1. Signature verification

Guarantee: An installed extension's artifact has not been modified since it was signed.

How it works:

  • agentsec sign computes a SHA-256 digest of the .aext artifact and signs it with an Ed25519 private key
  • agentsec verify recomputes the digest and verifies the signature against a trusted public key (--pub)
  • agentsec install re-verifies the signature before extracting

Limitations:

  • Current signatures use local Ed25519 dev keys with no identity binding. They prove the artifact wasn't tampered with, but not who signed it.
  • --allow-embedded-key uses the key from the signature file itself — this only proves self-consistency, not trust. It should not be used for third-party extensions.

2. Install-time policy enforcement

Guarantee: An extension will not be installed if its declared permissions violate the consumer's policy.

How it works:

  • The consumer provides a policy file with mode (enforce or warn) and deny rules
  • agentsec install loads the extension's AEM manifest and evaluates it against the deny rules
  • In enforce mode, any denied finding blocks installation entirely
  • In warn mode, findings are printed to stderr but installation continues

Limitations:

  • Policy enforcement is install-time only. There is no runtime sandbox.
  • An extension can declare fewer permissions than it actually uses. The manifest is a declaration, not an enforcement boundary.
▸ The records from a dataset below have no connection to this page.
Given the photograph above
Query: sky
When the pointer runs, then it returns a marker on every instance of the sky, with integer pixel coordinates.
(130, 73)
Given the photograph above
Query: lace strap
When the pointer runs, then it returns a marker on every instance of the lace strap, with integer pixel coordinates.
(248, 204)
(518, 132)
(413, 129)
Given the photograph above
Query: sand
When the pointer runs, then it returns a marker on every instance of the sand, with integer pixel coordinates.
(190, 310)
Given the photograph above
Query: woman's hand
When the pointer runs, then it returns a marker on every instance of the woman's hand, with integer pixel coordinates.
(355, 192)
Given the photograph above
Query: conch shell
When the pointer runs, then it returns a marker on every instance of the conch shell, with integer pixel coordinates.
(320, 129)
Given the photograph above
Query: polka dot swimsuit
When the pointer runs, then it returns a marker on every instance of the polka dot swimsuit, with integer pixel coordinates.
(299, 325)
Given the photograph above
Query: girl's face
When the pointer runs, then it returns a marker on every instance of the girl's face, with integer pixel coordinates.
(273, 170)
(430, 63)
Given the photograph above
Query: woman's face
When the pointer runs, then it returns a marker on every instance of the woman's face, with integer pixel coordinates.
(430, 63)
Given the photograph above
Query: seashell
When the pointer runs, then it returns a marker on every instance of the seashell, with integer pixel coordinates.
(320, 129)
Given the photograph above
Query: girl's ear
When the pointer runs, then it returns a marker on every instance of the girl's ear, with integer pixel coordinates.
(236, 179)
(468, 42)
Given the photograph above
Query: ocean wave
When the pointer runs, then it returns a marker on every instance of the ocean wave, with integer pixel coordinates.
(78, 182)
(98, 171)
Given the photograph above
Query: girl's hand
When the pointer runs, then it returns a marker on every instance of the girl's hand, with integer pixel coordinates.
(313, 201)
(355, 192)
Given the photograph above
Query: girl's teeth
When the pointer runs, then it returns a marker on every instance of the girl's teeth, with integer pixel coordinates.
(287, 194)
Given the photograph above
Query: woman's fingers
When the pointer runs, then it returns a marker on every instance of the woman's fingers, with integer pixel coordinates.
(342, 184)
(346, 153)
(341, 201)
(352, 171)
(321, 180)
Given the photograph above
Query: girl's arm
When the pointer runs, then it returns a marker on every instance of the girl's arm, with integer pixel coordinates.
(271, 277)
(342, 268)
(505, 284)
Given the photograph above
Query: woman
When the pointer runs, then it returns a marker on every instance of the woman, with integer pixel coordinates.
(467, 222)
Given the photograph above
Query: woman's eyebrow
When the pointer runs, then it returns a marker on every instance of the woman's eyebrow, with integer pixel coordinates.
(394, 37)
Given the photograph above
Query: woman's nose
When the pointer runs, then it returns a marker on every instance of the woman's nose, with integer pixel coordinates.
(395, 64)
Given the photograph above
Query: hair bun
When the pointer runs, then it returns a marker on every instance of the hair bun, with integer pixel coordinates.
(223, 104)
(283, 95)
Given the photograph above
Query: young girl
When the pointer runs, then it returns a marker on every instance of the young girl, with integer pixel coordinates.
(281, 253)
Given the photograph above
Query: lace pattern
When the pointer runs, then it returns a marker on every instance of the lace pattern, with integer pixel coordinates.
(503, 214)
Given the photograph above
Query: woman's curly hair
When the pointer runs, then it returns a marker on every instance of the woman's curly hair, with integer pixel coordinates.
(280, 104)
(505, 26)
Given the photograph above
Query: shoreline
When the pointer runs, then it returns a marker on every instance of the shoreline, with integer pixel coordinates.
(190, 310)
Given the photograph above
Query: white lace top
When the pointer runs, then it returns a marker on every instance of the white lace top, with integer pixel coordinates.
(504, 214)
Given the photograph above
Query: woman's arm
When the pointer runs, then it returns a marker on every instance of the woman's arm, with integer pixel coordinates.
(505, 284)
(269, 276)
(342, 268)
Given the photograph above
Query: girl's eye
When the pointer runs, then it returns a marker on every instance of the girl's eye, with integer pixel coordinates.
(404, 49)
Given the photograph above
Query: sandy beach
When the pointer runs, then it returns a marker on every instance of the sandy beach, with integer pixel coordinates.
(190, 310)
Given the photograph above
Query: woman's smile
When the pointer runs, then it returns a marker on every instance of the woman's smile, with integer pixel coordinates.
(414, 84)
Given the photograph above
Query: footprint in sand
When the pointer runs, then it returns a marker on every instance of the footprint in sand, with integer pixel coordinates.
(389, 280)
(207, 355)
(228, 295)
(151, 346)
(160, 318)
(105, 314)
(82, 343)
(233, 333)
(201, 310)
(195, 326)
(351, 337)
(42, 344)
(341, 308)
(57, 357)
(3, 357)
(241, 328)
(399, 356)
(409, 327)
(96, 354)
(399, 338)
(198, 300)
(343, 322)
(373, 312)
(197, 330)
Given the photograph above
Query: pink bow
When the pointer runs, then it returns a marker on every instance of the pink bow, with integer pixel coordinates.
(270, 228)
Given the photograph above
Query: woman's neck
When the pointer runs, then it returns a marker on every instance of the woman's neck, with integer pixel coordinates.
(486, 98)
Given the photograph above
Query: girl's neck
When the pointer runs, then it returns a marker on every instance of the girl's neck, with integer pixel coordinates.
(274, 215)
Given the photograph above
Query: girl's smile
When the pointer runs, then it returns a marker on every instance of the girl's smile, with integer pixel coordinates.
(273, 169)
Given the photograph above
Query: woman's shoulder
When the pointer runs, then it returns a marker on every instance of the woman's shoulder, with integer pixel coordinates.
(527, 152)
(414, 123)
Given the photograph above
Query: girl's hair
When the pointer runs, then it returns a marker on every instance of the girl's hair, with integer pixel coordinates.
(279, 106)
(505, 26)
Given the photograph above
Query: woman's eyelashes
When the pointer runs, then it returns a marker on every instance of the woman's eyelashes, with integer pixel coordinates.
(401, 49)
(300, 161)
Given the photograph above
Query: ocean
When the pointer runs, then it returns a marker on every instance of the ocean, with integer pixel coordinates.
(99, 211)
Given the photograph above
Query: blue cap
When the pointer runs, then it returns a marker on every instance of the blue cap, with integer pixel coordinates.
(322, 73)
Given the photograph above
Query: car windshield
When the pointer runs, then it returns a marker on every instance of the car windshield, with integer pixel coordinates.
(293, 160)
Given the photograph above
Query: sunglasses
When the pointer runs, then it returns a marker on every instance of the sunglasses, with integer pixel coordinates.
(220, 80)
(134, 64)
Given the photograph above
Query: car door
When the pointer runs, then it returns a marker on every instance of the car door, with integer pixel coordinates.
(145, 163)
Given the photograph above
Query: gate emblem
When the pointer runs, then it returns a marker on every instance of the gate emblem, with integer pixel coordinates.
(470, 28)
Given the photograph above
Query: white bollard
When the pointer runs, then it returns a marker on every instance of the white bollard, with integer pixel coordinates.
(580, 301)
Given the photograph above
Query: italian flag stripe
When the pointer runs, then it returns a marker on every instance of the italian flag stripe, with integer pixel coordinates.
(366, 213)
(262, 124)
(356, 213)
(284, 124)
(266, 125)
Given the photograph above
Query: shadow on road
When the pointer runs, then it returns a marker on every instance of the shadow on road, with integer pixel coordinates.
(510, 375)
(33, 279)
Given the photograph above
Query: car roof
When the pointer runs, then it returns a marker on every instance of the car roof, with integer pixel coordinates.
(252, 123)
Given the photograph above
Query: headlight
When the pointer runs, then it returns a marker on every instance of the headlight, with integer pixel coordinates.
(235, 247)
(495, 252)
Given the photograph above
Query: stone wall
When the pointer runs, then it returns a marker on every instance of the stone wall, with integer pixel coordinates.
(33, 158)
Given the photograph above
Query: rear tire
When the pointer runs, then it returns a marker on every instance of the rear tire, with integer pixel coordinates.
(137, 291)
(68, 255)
3. Least-privilege defaults

Guarantee: Newly scaffolded extensions start with zero permissions.

How it works:

  • agentsec init and agentsec manifest init generate manifests with all permissions set to their most restrictive values:
    • files.read=[], files.write=[]
    • network.domains=[], network.allow_ip_literals=false
    • process.allow_shell=false, process.allow_subprocess=false
  • Extension authors must explicitly opt in to each permission

Limitations:

  • Authors can set any permissions they want. Least-privilege defaults reduce accidental over-privilege, not intentional over-privilege. Policy enforcement handles the intentional case.

4. Archive safety

Guarantee: Packaging and extraction will not create or follow symlinks, and will not exhaust disk resources.

How it works:

  • Packaging refuses symlinks and non-regular files
  • Extraction refuses symlinks
  • Extraction enforces:
    • Maximum file count (10,000 entries)
    • Maximum per-entry uncompressed size (64 MiB)
    • Maximum total uncompressed size (512 MiB)
    • Maximum compression ratio (200:1)

Limitations:

  • These limits prevent common archive attacks (ZipSlip, decompression bombs) but are not a complete defense against all malicious archives.

5. Strict parsing

Guarantee: Manifest and policy files with unknown fields or invalid values will be rejected.

How it works:

  • JSON parsing uses DisallowUnknownFields — any field not in the schema causes an error
  • Trailing JSON values after the root object are rejected
  • AEM schema, extension type, and version format are validated
  • Policy mode must be exactly enforce or warn

Limitations:

  • Strict parsing prevents config drift and typos. It does not validate the semantics of permission values (e.g., whether a domain allowlist is reasonable).